16. Record-high issuance in the USD market… 2020 generated record-shattering gross new issue volumes in USD corporate bond markets: $1.95 trillion in IG and $414 billion HY (Exhibit 16). Even HY-rated firms in sectors at the epicenter of the COVID-19 disruption were able to tap the public markets for debt funding – sometimes multiple times in a span of months. For 2021, Goldman forecasts gross USD IG supply of $1.3 trillion, and $300 billion for the USD HY market. These estimates represent notable declines (in the range of 25% to 30%) relative to 2020, implying that the technical pressure from the primary market should ease next year.  That said, Goldman forecasts are towards the high-end of the post-crisis range, as attractive debt funding costs will likely continue to give management teams incentive to issue opportunistically.

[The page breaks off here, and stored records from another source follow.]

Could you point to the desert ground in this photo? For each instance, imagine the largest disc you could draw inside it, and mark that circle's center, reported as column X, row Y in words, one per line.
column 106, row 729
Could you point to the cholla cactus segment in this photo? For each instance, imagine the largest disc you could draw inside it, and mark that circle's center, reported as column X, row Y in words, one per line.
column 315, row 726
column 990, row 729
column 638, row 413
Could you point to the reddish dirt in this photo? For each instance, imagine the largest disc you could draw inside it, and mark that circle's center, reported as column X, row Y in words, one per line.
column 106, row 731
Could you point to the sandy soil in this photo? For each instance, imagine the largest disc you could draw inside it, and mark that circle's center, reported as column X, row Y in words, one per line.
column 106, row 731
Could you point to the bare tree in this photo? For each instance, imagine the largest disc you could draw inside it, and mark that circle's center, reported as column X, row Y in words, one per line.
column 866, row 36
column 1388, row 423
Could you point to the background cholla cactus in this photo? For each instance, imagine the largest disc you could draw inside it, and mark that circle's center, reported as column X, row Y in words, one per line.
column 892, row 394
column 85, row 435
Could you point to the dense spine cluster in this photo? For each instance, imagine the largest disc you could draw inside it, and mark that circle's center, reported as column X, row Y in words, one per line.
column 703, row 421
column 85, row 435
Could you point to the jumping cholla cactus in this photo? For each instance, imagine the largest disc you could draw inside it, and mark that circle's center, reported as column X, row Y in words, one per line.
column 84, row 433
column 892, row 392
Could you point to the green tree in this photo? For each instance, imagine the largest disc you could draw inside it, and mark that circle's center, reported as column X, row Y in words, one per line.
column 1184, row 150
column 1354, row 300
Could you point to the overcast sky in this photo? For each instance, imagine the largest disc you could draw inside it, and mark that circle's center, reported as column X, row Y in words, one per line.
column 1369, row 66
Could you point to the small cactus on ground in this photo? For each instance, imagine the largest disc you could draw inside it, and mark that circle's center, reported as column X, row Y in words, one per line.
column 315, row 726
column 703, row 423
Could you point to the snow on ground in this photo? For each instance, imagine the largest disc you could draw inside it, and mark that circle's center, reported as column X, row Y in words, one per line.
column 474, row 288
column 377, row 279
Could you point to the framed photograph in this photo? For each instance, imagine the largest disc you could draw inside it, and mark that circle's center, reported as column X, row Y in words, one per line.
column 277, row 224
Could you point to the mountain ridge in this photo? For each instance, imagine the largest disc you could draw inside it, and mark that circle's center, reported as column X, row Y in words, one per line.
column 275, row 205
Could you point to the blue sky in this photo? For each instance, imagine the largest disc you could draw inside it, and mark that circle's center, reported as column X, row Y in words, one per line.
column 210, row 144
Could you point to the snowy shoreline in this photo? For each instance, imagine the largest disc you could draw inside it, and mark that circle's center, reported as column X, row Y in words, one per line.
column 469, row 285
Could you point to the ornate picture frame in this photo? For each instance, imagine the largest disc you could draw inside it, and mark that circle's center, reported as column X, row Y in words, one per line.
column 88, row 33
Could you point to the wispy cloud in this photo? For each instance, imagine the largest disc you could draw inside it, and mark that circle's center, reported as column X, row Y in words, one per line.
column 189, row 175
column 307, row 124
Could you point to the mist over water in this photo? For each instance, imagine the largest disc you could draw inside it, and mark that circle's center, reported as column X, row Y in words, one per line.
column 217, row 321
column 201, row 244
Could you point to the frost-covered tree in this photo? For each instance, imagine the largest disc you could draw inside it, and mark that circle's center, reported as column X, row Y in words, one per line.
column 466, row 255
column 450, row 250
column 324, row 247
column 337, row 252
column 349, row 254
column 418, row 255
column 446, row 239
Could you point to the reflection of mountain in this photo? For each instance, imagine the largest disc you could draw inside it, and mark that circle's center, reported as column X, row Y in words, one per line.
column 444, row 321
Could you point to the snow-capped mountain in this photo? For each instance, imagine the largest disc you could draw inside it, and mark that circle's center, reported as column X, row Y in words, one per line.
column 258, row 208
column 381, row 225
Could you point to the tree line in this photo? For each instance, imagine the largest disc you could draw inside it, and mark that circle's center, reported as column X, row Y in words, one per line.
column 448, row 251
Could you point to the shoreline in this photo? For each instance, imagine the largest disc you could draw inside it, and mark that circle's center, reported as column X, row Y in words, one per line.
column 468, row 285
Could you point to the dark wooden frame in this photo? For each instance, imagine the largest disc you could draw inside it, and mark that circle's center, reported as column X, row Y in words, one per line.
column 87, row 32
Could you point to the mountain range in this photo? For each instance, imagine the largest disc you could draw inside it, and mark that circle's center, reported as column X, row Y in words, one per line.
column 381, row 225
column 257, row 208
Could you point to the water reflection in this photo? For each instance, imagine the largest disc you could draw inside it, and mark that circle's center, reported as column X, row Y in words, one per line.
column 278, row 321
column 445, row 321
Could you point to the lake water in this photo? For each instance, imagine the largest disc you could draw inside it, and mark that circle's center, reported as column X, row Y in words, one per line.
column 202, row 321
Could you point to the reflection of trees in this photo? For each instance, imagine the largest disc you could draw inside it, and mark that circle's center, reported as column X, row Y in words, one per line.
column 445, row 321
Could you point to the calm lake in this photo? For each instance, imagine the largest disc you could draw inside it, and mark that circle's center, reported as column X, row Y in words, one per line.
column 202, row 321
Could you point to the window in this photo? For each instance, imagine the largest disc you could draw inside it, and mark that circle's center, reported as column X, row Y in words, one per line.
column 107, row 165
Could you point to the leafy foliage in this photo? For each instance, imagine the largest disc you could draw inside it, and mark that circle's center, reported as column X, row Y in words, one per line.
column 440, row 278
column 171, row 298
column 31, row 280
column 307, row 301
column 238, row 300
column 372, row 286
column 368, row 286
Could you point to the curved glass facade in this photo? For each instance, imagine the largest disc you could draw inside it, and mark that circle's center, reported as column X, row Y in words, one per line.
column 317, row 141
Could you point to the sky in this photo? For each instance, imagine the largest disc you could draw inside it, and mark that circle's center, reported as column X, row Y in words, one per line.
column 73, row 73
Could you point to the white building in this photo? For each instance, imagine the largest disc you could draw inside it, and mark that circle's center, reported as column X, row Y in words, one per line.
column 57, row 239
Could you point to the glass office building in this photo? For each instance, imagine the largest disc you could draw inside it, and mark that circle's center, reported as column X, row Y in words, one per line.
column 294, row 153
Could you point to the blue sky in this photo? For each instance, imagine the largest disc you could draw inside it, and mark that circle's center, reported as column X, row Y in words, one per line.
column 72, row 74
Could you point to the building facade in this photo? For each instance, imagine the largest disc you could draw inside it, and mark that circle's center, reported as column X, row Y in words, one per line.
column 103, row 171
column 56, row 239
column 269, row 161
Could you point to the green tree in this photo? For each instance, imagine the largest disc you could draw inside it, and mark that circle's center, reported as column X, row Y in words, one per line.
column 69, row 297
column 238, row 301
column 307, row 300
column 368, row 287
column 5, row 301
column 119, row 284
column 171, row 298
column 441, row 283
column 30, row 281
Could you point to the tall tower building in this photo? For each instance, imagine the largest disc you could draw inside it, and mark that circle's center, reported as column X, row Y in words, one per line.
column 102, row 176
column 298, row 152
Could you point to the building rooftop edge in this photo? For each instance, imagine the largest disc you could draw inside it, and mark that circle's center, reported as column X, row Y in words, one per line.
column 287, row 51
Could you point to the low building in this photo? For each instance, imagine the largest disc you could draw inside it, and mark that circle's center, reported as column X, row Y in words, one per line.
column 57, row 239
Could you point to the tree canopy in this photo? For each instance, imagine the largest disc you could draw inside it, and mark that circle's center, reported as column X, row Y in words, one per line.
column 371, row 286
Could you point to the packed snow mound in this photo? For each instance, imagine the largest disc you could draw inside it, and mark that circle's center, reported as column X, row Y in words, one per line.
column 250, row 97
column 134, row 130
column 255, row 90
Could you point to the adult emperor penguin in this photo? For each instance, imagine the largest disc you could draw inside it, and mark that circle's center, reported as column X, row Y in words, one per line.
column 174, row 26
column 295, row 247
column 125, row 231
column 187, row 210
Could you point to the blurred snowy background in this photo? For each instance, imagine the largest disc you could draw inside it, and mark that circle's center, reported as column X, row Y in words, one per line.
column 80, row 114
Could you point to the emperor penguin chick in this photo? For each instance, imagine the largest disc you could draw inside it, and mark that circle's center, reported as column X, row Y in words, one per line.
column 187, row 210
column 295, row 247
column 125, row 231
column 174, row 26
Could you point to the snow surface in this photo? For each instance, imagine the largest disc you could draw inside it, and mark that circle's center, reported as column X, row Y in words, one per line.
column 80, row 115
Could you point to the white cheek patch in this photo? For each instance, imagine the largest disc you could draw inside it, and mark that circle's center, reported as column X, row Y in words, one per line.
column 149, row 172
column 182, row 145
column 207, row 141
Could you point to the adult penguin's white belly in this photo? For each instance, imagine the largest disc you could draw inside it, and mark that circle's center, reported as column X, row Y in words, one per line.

17. …fueling a material increase in balance sheet liquidity. Record-high issuance has fueled a significant increase in the amount of cash on US non-financial corporate balance sheets. HY-rated firms, in particular, increased their amount of cash on hand by 73% this year vs. year-end 2019—though we note when excluding this year’s cohort of fallen angels this increase is 33%. Non-financial IG-rated corporations, on the other hand, retained $1.8 trillion in cash, netting a 25% improvement. As the economic environment improves in 2021, keep an eye on how firms deploy this excess cash, especially signs of a premature return to active forms of re-leveraging.

18. A V-shaped recovery in M&A activity. A strong uptick in debt-funded M&A is one active form of re-leveraging that we will keep an eye on in 2021. As optimism around the vaccine timeline and cyclical recovery emerged in the summer, firms shifted from defense to offense on the M&A front. 3Q2020 announced M&A volumes represented a sharp V-shaped recovery from the weak 2Q2020 levels, driven in part by cash-rich sectors such as Technology and Healthcare (Exhibit 18). Goldman expects M&A activity to remain elevated in 2021, driven by well-capitalized strategic buyers’ desire to diversify their business models and gain scale – especially in light of the COVID-19 disruption. Sponsors also have significant flexibility, with record amounts of dry powder available. Of course, the ultimate implications for credit quality will depend on the financing trends of future M&A activity.

19. A blockbuster year for ESG issuance. 2020 has been a strong year for ESG supply with the USD IG market increasing overall ESG issuance by 35% to just over $60 billion, while the EUR IG market was also able to sustain its high level of ESG issuance, clocking in at around €60 billion (Exhibit 19). Within the various types of ESG issues, those flagged for “social” causes had the fastest growth in the USD IG market at 100% year-over-year ($4 billion vs. $8 billion), driven by both pandemic aid-related and racial injustice issues.

20. No recession for the housing market. Despite the severity of the recession, the U.S. National Case-Shiller Home Price Index suggests that home prices are currently growing at a >15% annual pace. This strong growth reflects a supply-demand imbalance. Pending home sales and existing home sales currently sit at levels up 20% year-over-year. On the supply side, the number of single-family homes available for sale has fallen by nearly 40% in 2020 to its lowest level in two decades (Exhibit 20). Goldman believes that housing demand will remain robust in 2021, driven by low mortgage rates and strong demographic demand; the bank also expects mortgage rates to inch up from current levels to 2.9% by YE2021, and forecasts house price growth will reach 3.7% across the U.S. in 2021.